4. Worked Examples Using the Column Merge App

Follow along with these worked examples to gain an idea of how the Column Merge App can help you combine data from across the processor's outputs.

Example 1: Find all the IIIF manifest URIs for manuscripts containing musical notation.

Suppose you are interested in performing a digital analysis of a large corpus of musical manuscripts, and you therefore need to find those manuscripts with IIIF manifest URIs which also contain musical notation. This is not immediately possible with the default output data, since the IIIF manifest URIs are contained in 01_records, while the details of musical notation are predominantly included in 06_music. To combine the two sets of information, we can follow the steps below:

  1. With the Column Merge app running (see the steps in the preceding section), navigate to http://127.0.0.1:5000/ in your web browser.
  2. Click/tap on Select files and navigate to the tabular_data/output/collection/csv directory, where the CSV output files for the collection are stored.
  3. Select 01_records.csv and 06_music.csv, the two files we want to merge.
  4. Click/tap Continue, and wait for the files to process.
  5. On the next page (Select Columns to Merge), we need to select the columns that we want to retain from each CSV file. The Merge Key (the column used to combine the files) can stay as metadata: part ID, since this will correctly align the files based on their shared identifiers. In the left-hand column (01_records.csv), tick the box labelled surrogates: full iiif manifest to tell the app that you want to retain this column.
  6. In the right-hand column, select the columns from overview: music through to dimensions: unit, to retain information that might be useful for a digital study of musical notation.
  7. Click/tap Continue.
  8. On the next page (Select Required Values), we need to select the columns for which data must appear in a given row in order for that row to be included. Given that we’re only interested in manuscripts with a IIIF manifest file, tick surrogates: full iiif manifest in the left-hand column.
  9. Also select overview: music in the right-hand column, to select only those manuscripts for which details of musical notation have been included in the catalogue.
  10. Click/tap Merge.
  11. On the next page (Merged Data Preview), you will see a preview of the merged table, with the merge key (in this case, the manuscript part ID) in the first column, followed by the IIIF manifests and then details of the musical notation.
  12. To download the data in either CSV or JSON format, click/tap on the appropriate button at the top of the page.
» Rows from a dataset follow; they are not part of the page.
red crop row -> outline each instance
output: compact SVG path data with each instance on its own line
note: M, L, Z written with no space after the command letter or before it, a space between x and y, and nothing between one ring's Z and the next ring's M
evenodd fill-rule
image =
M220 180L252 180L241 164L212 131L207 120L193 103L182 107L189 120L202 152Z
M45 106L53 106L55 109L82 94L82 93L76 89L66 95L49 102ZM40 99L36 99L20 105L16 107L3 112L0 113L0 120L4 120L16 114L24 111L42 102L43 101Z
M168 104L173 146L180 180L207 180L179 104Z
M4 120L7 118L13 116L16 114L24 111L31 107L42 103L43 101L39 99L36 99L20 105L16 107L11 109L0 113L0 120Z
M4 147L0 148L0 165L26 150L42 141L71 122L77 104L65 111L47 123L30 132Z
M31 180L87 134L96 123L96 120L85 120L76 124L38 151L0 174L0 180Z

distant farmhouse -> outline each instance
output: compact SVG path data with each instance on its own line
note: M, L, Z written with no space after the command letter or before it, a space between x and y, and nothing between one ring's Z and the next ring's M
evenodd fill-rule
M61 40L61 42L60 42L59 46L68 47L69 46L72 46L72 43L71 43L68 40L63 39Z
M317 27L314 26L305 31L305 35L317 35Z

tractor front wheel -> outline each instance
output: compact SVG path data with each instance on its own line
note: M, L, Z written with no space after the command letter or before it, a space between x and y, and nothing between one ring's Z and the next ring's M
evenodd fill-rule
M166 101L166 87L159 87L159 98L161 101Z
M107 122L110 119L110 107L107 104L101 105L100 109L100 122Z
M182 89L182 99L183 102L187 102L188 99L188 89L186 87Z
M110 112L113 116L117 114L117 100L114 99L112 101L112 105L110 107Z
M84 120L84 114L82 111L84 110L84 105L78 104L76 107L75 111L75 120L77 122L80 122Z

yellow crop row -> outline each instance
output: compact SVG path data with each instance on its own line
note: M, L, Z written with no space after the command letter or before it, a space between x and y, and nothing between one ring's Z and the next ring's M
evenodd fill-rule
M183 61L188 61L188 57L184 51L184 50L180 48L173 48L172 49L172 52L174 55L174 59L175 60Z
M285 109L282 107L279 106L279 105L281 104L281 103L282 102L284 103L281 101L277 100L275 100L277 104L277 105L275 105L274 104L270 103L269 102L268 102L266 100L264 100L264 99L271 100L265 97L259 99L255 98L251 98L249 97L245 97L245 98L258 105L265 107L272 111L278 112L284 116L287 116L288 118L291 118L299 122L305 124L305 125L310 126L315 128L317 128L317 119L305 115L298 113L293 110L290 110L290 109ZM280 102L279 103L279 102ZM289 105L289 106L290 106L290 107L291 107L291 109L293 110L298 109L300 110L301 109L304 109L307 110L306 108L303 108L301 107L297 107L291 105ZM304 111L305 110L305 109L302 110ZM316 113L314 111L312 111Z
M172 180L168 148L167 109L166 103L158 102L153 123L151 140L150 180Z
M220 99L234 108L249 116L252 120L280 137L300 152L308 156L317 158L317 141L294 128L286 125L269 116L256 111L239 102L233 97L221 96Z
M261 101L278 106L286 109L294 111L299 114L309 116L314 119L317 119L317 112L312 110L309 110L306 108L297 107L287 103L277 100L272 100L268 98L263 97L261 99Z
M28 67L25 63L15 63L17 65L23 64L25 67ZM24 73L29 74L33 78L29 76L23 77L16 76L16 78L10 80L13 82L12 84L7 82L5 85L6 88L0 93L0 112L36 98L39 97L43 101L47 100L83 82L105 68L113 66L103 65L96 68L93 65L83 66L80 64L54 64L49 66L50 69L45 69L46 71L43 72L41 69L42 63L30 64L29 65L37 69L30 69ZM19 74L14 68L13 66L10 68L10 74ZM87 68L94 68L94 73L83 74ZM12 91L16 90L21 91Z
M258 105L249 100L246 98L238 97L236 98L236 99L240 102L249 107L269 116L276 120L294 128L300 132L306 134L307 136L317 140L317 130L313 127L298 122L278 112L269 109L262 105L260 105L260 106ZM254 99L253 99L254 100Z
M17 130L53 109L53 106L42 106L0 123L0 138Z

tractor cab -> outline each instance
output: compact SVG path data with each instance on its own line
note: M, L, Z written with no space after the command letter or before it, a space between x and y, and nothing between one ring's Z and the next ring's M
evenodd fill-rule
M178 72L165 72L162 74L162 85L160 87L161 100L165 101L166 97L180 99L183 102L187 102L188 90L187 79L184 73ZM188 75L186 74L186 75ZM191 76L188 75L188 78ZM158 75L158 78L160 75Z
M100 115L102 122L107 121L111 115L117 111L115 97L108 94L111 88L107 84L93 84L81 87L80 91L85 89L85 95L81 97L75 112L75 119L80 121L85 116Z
Example 2: Find available WikiData references for people referenced as authors.

Suppose now that you are interested in connecting the data found in the MMOL catalogue about authors to other sources of linked open data, such as Wikidata, and therefore want to know their Wikidata references. This is not immediately possible with the default output data, since details of authors are predominantly included in 05_contents, while Wikidata references are stored in the persons section of the authority output. To combine the two sets of information, we can follow the steps below:

  1. With the Column Merge app running (see the steps above), navigate to http://127.0.0.1:5000/ in your web browser.
  2. Click/tap on Select files and navigate to the tabular_data/output/collection/csv directory, where the CSV output files for the collection are stored.
  3. Select 05_contents.csv, the first of the two files that we want to merge.
  4. Click/tap on Select files again, and navigate to the tabular_data/output/authority/csv directory, where the CSV output files for the authority data are stored.
  5. Select persons.csv, the second of the two files that we want to merge.
  6. Click/tap Continue, and wait for the files to process. 05_contents.csv is a large file, so this may take some time.
  7. On the next page (Select Columns to Merge), we need to select the columns that we want to retain from each CSV file. We want to combine the tables based on the identifiers associated with the authors, so change the Merge Key value for 05_contents.csv to author: ID(s), and change the value for persons.csv to identifiers: ID.
  8. In the left-hand column, select author: standard name(s), to include the author’s name.
  9. In the right-hand column, select identifiers: URI (Wikidata) which is the Wikidata reference we want to associate with each author.
  10. Click/tap Continue.
  11. On the next page (Select Required Values), we need to select the columns for which data must appear in a given row in order for that row to be included. This time, we can tick Select all columns and Exclude duplicates, since we only want entries containing all three values, and there is no value in this case of retaining duplicate rows.
  12. Click/tap Merge.
  13. On the next page (Merged Data Preview), you will see a preview of the merged table, with the merge key (in this case, the person identifier) in the first column, followed by the text associated with a given author, their name, and their Wikidata reference.
  14. To download the data in either CSV or JSON format, click/tap on the appropriate button at the top of the page.